Dice la Mernissi che “senza l’aiuto delle stelle, un musulmano non può andare lontano” (p.167) poiché l’Islam “ha insegnato a camminare nella vita tenendo lo sguardo fisso al sole e alle stelle, ossia strettamente legati al cosmo e consci di farne parte” (p.172). Benissimo, ma perché non tentare allora di superare il moderno e “arrogante” egocentrismo attraverso l’antroposofia: attraverso, appunto, “una via della conoscenza che – come scrive Steiner – vorrebbe condurre lo spirituale che è nell’uomo allo spirituale che è nell’universo”? (Massime antroposofiche – Antroposofica, Milano 1969, p.15).
Abbiamo voluto dire queste cose, anche perché l’autrice, verso la fine del libro, così si interroga: “Le democrazie occidentali bisognose di petrolio, che sono uscite trionfanti dal conflitto nel Golfo, coglieranno al volo l’opportunità inaspettata di far pressione per la democratizzazione del mondo arabo? (…) I banchieri e i generali occidentali si affretteranno ad aiutare le donne arabe private dei loro diritti, come hanno fatto per il Kuwait? Il futuro ci dirà quanti sacrifici l’Occidente è disposto a fare per la democrazia che ci ha insegnato ad amare tanto. Il futuro ci dirà se l’Occidente sarà il pioniere dell’affermazione di quei valori universali che predica e che noi siamo arrivati ad amare” (p.195).
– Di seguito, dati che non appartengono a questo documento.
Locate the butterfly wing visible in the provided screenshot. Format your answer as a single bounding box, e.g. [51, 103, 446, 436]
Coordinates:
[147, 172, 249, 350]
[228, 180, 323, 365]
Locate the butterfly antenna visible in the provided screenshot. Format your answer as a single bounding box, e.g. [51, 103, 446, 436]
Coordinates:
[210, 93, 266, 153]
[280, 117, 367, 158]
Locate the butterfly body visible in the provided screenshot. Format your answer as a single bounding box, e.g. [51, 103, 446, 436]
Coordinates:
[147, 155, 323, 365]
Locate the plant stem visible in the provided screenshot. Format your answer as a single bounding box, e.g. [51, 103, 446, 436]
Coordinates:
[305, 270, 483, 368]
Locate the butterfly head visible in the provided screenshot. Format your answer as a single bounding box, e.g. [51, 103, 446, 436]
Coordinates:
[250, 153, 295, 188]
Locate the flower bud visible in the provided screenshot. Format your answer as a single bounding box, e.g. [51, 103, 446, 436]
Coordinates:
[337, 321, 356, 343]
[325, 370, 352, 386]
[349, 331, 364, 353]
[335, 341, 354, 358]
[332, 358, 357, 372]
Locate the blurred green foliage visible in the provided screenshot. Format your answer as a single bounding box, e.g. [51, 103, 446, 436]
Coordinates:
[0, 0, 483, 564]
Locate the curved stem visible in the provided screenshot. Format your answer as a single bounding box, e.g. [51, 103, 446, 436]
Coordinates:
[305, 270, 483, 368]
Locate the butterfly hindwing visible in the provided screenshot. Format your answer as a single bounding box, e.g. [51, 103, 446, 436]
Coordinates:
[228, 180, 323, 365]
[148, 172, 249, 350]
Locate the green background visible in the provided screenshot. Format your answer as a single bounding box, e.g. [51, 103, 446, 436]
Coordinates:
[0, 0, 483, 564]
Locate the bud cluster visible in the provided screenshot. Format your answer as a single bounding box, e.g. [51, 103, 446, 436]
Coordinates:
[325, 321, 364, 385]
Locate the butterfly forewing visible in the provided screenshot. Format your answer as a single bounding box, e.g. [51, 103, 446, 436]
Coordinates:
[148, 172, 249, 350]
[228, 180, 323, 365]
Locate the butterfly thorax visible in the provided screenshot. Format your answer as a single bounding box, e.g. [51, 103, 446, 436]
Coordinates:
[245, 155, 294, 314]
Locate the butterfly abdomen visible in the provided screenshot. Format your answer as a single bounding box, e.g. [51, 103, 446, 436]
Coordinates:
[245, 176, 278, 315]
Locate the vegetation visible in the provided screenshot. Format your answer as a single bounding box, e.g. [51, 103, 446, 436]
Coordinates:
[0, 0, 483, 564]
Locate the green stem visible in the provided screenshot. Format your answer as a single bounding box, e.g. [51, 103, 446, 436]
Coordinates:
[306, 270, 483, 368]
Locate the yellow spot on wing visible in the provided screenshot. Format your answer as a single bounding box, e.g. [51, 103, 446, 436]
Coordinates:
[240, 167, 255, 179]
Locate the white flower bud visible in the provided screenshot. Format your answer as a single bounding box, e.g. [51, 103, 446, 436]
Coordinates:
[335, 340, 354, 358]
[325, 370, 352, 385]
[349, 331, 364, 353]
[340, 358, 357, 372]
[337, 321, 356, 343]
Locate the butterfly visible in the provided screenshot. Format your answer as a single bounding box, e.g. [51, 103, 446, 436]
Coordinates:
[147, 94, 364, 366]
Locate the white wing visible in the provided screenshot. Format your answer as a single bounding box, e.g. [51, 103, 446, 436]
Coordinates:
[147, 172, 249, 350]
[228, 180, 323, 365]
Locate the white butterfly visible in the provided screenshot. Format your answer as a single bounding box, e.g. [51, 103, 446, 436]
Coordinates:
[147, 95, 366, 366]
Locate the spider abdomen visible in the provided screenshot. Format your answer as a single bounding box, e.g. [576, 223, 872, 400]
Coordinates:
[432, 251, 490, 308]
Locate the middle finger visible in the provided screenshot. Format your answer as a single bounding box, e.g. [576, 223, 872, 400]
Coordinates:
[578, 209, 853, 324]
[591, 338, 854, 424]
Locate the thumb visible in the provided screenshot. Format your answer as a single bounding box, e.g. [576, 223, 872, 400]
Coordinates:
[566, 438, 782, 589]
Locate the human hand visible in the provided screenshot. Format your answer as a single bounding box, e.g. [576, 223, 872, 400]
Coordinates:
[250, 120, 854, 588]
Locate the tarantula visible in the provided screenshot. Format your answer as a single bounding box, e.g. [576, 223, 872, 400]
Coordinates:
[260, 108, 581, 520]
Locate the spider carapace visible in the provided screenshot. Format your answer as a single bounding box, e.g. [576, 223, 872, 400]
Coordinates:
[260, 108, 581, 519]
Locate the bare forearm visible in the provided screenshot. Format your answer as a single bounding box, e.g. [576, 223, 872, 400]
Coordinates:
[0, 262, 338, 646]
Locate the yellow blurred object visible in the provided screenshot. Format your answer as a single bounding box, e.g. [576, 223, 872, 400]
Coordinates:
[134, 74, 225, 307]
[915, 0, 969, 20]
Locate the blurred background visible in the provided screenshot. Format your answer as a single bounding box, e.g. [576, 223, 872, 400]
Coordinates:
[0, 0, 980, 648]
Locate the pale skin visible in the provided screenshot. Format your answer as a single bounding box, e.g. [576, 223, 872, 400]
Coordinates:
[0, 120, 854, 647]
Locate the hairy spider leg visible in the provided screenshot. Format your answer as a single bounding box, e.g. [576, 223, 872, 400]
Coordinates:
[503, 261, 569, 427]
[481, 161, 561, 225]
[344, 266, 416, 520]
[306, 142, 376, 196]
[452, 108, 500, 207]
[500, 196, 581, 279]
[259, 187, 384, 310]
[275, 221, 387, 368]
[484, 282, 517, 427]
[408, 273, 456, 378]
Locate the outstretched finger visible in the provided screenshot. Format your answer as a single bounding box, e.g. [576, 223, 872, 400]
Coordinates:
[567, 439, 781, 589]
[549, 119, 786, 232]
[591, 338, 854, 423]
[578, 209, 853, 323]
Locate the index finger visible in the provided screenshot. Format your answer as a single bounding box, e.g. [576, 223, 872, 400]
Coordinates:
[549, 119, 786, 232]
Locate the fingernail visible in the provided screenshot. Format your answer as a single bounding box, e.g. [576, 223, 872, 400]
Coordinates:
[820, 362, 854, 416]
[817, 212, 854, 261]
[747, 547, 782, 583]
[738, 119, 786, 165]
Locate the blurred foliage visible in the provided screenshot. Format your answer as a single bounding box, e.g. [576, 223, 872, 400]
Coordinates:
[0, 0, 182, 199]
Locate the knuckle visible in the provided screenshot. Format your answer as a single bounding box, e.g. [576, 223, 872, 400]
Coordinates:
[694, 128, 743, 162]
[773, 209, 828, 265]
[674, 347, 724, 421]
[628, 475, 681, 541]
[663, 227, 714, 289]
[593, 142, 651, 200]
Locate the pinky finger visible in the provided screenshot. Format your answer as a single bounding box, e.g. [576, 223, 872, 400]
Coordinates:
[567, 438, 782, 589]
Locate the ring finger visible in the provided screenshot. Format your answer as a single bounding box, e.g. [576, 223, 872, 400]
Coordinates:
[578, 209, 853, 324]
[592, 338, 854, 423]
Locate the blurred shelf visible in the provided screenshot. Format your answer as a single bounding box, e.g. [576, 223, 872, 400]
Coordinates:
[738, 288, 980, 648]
Ebbene, siamo purtroppo convinti che tutto ciò non potrà realizzarsi se l’Occidente (e in primo luogo l’Europa) non “sacrificherà” il proprio egoismo (parto di un pensiero che, oscurando le menti, raggela i cuori), se non realizzerà quei valori universali che si limita per ora a “predicare”, se non troverà dunque il coraggio di promuovere una conoscenza che sia atta, di per sé, a promuovere la moralità.